Tajalli Productions is an online digital infotainment channel, which produces short films, talk shows, interviews, social experiments, lectures on various social, political, and Islamic issues.

==Web series==
- Busting Myths about Muslims (2019)
- Desh Badal Raha Hai (2018)
- Lessons from Surah Yusuf (2018)
- Daily Quranic Summary (2017)
- Baat Mein Baat (2016–present)
- Glimpses from the Qur'an (2016)
- Manazir-e-Qurani (2016)

==Short films==

- Pani Pani Re
- Clean Eid-ul-Adha
- Talaq - In the name of women's welfare.
- Shukr Alhamdulilah (2025)
- Taare Bikhar Gaye (2025)

== Content ==

=== Shukr Alhamdulillah (2025) ===
Shukr Alhamdulillah is an Indian short film produced by Deccan Media House and Tajalli Productions, centered on the theme of gratitude and moral values in everyday life. The film explores the lives of four individuals in a bustling urban setting, each grappling with personal challenges while holding on to the unifying power of faith and thankfulness. Conceptualized by Zayeemuddin Ahmed and directed by Mohd Raheem, the film features Faheem ul Haq in a pivotal role, alongside Jameel Shah, Azad Khan, Muhammad Arfat Khan, and Jamal Khan. The film's poignant message is enhanced by the cinematographic and editing work of Syed Saif Uddin, Musaib Hussain, and Waliullah Farhan.
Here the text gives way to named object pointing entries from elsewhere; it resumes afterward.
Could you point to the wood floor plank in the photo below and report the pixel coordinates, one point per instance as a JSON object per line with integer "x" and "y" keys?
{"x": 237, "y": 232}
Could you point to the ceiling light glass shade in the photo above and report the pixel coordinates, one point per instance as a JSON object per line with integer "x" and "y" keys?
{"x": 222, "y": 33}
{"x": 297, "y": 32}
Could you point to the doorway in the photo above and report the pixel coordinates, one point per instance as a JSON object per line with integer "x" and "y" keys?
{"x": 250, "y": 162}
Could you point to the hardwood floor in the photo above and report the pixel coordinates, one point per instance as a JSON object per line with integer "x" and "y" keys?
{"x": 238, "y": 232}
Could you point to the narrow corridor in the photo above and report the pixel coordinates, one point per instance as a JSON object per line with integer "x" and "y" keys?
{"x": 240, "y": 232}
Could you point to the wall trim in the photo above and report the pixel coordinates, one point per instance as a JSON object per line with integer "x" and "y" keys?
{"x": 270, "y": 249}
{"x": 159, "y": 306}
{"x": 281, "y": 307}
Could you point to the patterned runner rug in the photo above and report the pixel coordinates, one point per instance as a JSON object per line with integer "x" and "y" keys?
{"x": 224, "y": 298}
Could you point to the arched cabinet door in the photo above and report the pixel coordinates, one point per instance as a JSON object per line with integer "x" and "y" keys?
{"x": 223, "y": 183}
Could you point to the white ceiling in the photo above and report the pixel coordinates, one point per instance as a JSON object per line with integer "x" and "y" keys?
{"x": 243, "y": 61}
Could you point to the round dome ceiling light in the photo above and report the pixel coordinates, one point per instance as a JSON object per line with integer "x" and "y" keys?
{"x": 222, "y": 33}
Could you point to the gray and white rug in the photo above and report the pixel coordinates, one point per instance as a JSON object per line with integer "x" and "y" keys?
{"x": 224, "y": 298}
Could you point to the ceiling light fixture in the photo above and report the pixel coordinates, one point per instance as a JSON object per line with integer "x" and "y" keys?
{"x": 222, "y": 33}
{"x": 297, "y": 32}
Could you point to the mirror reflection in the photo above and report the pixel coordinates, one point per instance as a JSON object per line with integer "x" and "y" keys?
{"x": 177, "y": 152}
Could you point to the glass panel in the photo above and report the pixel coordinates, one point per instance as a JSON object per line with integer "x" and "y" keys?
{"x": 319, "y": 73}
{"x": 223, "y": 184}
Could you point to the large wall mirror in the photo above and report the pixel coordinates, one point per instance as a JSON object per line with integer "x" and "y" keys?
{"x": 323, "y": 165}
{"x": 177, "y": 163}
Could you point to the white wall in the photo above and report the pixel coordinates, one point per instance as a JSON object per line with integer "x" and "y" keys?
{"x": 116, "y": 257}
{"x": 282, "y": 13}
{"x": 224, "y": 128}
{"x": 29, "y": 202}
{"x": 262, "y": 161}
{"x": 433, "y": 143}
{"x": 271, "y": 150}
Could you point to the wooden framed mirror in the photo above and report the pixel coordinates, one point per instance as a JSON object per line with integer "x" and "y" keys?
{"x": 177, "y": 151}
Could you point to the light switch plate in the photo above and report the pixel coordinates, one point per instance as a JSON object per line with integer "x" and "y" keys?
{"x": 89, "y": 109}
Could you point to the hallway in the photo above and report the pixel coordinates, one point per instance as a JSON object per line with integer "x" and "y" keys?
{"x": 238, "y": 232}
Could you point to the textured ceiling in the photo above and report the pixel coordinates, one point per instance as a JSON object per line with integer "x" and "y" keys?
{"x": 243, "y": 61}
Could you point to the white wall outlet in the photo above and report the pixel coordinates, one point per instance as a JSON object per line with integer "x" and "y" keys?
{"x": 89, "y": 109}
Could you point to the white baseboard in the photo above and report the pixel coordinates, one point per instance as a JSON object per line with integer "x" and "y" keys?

=== Taare Bikhar Gaye (2025) ===
Taare Bikhar Gaye (2025) is an Indian short film that focuses on the tumultuous aftermath of a sudden tragedy befalling a happy family. The storyline centers on how silence gives way to turmoil as suppressed emotions surface, bonds are tested, and invisible wounds speak louder than words. Directed and written by Mohd Raheem, with a story by Zayeemuddin Ahmed, the film employs minimal dialogue to convey its deeply emotional narrative. The visual tone is shaped by cinematographer Imtiyaz Qureshi, while Saif Uddin and Musaib Hussain oversaw the editing. Sound design including foley, music, and background score was handled by Max Productions, and color grading (D.I.) was managed by Waliullah Farhan, Nayab Abdul Kareem, and Tanu Garg. Manohar Bagde served as the chief assistant director. The film is widely recognized for its evocative visual style, emotional resonance, and the powerful storytelling achieved through silence and visual nuance.